- Я знаю, - говорит Каре, и ей хочется плакать. – Я знаю, что нельзя. Помоги, - говорит Каре, но не двигается с места и накрывает ладонью руку По на своем плече.
«Помоги» - это не про вылезти, наверное. То есть, и про вылезти тоже, но не это главное. Это про то, что она запуталась. Про то, что Теммин долго не звонит. Про то, что даже после разговора с Кесом она не уверена, что рожать детей в войну – это нормально. Про то, что она устала перемалывать себя изнутри каждую гребаную ночь все новыми, и новыми, и новыми мыслями про то, как же все-таки жить эту жизнь.
«Помоги» - это про то, что она вообще не нормально, ни разу, и дело совсем не в тошноте. То есть, в ней тоже, но ее-то можно пережить. А как пережить постоянное ощущение, что тебя бросили, оставили одну против всех, одну навсегда?
Очень себя жалко. Стыдно перед По за это, но – очень.

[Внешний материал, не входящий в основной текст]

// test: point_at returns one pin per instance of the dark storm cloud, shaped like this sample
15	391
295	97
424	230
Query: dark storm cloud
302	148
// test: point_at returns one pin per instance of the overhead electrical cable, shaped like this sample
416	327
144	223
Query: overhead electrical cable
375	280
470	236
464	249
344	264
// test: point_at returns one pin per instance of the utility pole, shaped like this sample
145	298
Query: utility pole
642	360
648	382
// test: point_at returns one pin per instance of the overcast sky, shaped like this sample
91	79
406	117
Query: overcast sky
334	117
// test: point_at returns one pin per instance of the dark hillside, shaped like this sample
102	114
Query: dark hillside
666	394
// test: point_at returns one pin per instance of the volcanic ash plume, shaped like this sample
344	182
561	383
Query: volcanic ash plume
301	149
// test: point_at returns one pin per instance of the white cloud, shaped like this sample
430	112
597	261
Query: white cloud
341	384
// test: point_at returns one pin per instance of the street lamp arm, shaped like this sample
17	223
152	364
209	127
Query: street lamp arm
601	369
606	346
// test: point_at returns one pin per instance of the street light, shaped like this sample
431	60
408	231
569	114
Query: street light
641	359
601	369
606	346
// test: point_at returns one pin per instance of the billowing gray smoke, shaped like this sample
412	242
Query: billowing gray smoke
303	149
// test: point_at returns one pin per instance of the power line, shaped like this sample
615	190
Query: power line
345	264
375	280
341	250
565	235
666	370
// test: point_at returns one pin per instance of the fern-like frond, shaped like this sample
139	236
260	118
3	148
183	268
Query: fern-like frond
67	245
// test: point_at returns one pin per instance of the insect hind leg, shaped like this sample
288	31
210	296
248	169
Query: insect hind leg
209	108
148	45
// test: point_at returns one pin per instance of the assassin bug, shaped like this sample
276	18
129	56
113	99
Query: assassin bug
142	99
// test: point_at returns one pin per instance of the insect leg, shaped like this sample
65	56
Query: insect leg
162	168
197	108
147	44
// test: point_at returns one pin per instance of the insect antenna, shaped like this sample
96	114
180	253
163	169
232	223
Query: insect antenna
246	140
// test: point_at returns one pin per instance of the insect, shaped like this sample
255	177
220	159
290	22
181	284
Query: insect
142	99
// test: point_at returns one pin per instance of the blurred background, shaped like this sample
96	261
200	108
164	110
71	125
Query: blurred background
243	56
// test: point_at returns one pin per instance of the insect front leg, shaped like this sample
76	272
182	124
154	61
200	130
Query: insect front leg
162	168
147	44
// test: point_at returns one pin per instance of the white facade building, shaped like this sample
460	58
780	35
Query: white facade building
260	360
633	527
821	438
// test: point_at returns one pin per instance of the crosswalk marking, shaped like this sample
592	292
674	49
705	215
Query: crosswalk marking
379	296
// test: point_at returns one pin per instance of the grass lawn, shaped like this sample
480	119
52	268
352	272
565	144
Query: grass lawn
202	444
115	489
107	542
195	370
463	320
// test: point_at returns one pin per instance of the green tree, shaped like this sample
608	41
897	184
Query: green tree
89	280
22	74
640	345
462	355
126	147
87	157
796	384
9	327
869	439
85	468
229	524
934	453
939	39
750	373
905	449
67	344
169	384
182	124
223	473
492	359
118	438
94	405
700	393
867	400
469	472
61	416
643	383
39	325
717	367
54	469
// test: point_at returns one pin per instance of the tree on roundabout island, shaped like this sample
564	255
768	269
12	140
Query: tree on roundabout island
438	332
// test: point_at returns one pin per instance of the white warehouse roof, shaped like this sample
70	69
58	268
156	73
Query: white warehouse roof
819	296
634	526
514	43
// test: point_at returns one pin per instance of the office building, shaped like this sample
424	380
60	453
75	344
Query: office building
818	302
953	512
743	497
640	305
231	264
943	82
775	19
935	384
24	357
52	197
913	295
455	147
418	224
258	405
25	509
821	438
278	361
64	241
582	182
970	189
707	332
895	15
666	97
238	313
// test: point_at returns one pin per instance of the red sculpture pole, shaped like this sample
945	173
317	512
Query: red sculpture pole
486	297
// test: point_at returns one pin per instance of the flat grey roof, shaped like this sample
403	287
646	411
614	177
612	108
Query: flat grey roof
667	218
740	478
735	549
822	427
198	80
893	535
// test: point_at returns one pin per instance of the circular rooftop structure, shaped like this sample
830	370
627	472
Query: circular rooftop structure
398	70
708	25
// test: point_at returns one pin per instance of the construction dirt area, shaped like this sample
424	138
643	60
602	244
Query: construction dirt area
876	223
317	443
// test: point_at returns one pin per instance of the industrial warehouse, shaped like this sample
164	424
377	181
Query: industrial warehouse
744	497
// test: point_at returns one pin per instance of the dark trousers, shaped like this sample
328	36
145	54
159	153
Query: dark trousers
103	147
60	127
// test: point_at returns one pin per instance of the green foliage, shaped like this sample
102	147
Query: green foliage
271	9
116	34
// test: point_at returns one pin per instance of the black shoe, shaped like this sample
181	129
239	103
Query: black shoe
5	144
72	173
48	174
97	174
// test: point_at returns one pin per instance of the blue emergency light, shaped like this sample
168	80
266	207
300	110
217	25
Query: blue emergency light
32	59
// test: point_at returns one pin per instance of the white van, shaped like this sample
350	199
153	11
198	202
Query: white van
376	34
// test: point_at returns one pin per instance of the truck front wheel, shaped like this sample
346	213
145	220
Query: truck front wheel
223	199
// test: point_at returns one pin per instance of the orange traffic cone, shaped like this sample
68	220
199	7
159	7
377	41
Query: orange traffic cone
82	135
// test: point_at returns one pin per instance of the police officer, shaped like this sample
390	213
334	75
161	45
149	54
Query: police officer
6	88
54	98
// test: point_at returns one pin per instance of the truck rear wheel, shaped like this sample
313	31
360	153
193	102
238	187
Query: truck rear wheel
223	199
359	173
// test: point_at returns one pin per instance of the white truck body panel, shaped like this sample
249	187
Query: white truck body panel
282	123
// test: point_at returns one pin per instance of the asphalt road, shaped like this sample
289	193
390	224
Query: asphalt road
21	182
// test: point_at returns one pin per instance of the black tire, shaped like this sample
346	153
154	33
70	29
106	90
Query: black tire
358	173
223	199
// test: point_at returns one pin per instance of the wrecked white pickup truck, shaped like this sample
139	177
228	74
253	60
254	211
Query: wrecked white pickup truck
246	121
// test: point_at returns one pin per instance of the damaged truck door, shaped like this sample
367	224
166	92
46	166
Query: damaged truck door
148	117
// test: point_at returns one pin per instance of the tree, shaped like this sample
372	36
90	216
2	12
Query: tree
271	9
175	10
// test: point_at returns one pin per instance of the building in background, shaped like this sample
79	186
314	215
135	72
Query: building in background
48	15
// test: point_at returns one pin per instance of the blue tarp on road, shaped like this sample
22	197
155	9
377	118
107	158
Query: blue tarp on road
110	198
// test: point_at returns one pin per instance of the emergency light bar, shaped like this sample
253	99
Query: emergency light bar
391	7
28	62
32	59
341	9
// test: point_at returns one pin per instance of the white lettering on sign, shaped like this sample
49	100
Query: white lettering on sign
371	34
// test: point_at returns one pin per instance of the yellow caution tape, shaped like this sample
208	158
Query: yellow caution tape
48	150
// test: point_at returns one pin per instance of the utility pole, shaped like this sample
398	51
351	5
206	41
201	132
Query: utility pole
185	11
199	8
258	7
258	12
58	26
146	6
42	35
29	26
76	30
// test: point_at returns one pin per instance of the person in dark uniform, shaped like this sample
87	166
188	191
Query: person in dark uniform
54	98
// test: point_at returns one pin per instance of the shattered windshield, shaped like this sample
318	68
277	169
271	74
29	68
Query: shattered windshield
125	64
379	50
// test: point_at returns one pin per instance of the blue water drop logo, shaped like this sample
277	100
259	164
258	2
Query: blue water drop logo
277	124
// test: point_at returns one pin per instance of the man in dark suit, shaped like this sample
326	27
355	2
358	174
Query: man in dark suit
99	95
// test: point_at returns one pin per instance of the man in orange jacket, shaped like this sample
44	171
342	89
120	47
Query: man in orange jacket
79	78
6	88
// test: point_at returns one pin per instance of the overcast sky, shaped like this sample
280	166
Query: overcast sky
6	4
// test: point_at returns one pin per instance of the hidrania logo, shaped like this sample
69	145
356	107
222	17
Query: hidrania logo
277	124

- Я так долго уже думаю, что не надо мне, наверное, ребенка, но так пугаюсь за него каждый раз. Отведи меня в медблок, пожалуйста. Только не бросай. Приди, когда сможешь, хоть вечером, хоть ночью, но только не бросай одну, пожалуйста, ладно? - Каре торопливо, умоляюще, жалобно шепчет просьбы. Ей стыдно, но теперь, когда По всё равно все знает, теперь, когда ей запретят летать, уже можно не строить из себя сильную и независимую женщину.
Она сейчас очень слабая и очень зависимая.
- Я тебе тогда всё расскажу. Всё честно расскажу. Только не злись, пожалуйста, и не бросай меня, мне кажется, я свихнусь скоро от мыслей про всё это, у меня голова разорвётся.
Вдруг заметив, что тошнота отступила, уступив место всего-навсего ужасной головной боли, Каре отпускает руку По и пытается встать, усиленно делая вид, что ничего не было вот только что, не было ничего. "Я нормально".